All too often, women think that talking to our husbands is the way to make them see how their behavior affects us.
If the behavior doesn't change when we first bring it up, we want to talk more, longer, or louder because we think maybe they didn't get it the first time.
One of the biggest pet peeves for men is that feeling of being nagged or badgered, especially if they don't know what the problem really is.
Also, the rules of polite, kind, nice conversation that women try to follow often come off as indirect, manipulative and mysterious to men.
Women often conclude that their husbands don't care because they haven't changed after a particular conversation.

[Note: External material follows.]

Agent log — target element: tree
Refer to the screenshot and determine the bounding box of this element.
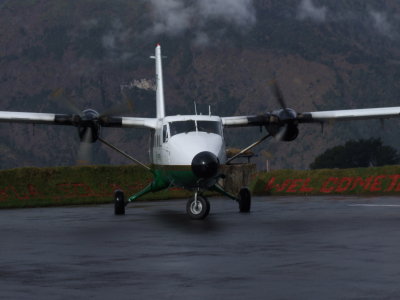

Research has shown that happiness does increase when your husband changes for the better, but that change originates with you.
Paradoxically, the women who focused on becoming the person they want to be, rather than on how to get their husband to change, were happier down the road.
Living parallel lives with your husband is the slippery slope to disconnecting completely.
The bonds of marriage thrive on having interest in one another, working toward common goals and spending time with one another.
Couples who are trying to reconnect after their children have left home often come to realize that they don't know each other anymore.
One of the most difficult scenarios you come across is a couple in which one or both people are stuck viewing each other through a negative lens, expecting the worst.
Our brains do a wonderful job of seeing what we expect to see, and we are much more likely to view our husbands as doing everything wrong when we have developed a negative view of them.
The mentality that goes along with using words like "I deserve" includes a form of entitlement that kills the softness needed for a couple to cherish one another.
Saying "I deserve" is inherently a demand.
It's very different from knowing internally that you are worth more, and having the communication skills necessary to ask for more.
Knowing what you're worth helps you inspire your husband to cherish you.